Les chercheurs parlent des CSEh comme de « gold standard ». Parmi les enjeux éthiques inhérentes aux cellules IPS, il y a celle du consentement de la personne dont sont issues ces cellules, en particulier sur les usages futurs qui pourraient être attribuées à ces cellules particulières, attendu que leur différentiation en gamètes ou leur insertion dans un embryon animal (chimères) n’ont pas été interdit par la loi bioéthique.

VI. Que deviennent les embryons dits « surnuméraires » ?

 

Les deux membres du couple ou la femme non mariée dont des embryons sont conservés sont consultés chaque année pour savoir s’ils maintiennent leur “projet parental”. S’ils confirment par écrit le maintien de leur projet parental, la conservation de leurs embryons est poursuivie.
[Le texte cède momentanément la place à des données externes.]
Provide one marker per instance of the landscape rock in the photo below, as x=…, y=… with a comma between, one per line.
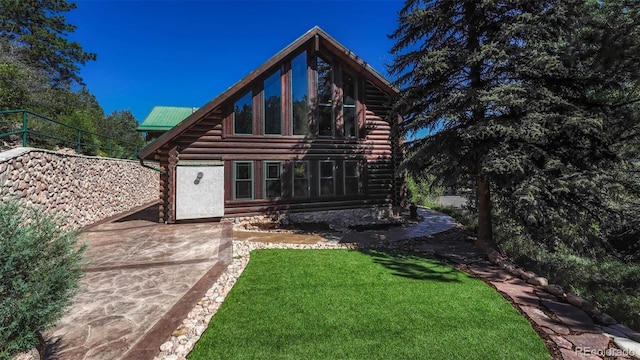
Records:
x=575, y=300
x=605, y=319
x=629, y=347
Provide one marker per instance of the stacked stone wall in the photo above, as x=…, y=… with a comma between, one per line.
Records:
x=81, y=189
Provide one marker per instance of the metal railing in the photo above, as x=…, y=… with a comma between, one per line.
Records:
x=42, y=131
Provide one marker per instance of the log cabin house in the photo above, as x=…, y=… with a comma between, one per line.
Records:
x=308, y=130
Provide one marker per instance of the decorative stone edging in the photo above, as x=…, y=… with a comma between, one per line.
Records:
x=184, y=338
x=589, y=337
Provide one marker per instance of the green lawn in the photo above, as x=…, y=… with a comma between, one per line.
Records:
x=343, y=304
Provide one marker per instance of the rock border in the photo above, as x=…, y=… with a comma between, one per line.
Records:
x=573, y=341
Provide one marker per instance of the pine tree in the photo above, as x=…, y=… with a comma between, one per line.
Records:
x=526, y=100
x=39, y=28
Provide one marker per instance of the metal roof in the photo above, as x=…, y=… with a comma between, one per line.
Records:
x=163, y=118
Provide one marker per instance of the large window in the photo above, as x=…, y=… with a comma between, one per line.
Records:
x=351, y=178
x=272, y=179
x=327, y=176
x=243, y=180
x=243, y=115
x=272, y=105
x=325, y=97
x=300, y=178
x=349, y=111
x=299, y=95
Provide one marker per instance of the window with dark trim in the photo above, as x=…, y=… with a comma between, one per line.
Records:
x=272, y=105
x=351, y=177
x=243, y=115
x=327, y=172
x=299, y=95
x=324, y=97
x=272, y=179
x=349, y=110
x=301, y=178
x=243, y=180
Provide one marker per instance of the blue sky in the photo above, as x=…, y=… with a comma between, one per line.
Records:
x=185, y=53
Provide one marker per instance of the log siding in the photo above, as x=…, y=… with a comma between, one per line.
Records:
x=212, y=138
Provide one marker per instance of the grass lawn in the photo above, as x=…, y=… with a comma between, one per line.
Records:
x=343, y=304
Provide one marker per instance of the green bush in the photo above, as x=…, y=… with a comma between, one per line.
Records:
x=607, y=282
x=40, y=266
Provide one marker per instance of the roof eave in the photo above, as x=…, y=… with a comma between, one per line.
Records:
x=338, y=48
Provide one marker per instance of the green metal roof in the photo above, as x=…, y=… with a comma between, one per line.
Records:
x=163, y=118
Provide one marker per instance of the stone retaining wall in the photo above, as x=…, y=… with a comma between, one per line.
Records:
x=82, y=189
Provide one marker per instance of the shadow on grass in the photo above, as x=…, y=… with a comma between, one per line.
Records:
x=413, y=265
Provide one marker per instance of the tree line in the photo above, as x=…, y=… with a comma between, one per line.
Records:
x=535, y=105
x=40, y=72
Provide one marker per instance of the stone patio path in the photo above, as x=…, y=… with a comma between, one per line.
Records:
x=141, y=280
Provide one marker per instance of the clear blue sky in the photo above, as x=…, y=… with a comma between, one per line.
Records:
x=185, y=53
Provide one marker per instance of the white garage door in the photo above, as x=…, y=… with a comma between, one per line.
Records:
x=199, y=191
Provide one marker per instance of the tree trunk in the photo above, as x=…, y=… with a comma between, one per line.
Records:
x=485, y=231
x=41, y=346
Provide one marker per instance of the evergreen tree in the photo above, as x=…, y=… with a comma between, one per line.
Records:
x=526, y=100
x=39, y=28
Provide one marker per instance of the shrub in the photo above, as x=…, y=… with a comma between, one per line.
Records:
x=40, y=266
x=607, y=282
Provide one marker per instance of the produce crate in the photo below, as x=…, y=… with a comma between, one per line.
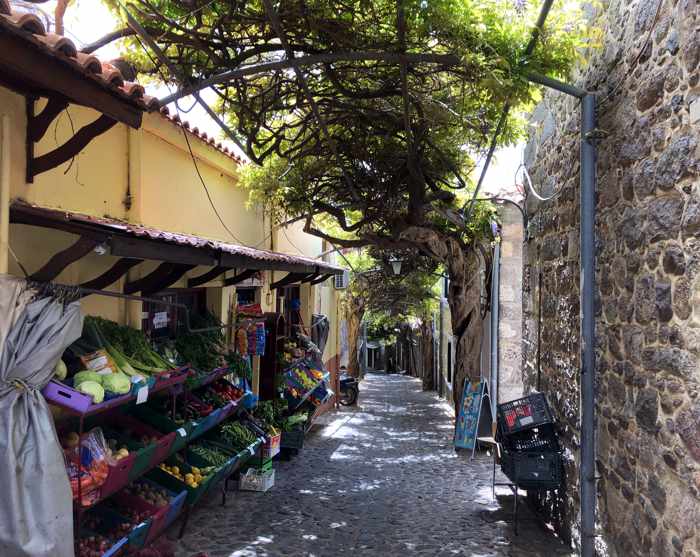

S’ils n’ont plus de “projet parental”, les deux membres du couple ou la femme non mariée peuvent consentir (délai de réflexion de trois mois) :

  • A ce que le ou les embryons soient accueillis par un autre couple ou une autre femme ;
  • A ce que le ou les embryons fassent l’objet d’une recherche ;
  • A ce que les cellules dérivées à partir de ces embryons entrent dans une préparation de thérapie cellulaire ou un médicament de thérapie innovante à des fins exclusivement thérapeutiques ;
  • A ce qu’il soit mis fin à leur développement in vitro, (fin de la cryoconservation) ce qui conduit à leur destruction.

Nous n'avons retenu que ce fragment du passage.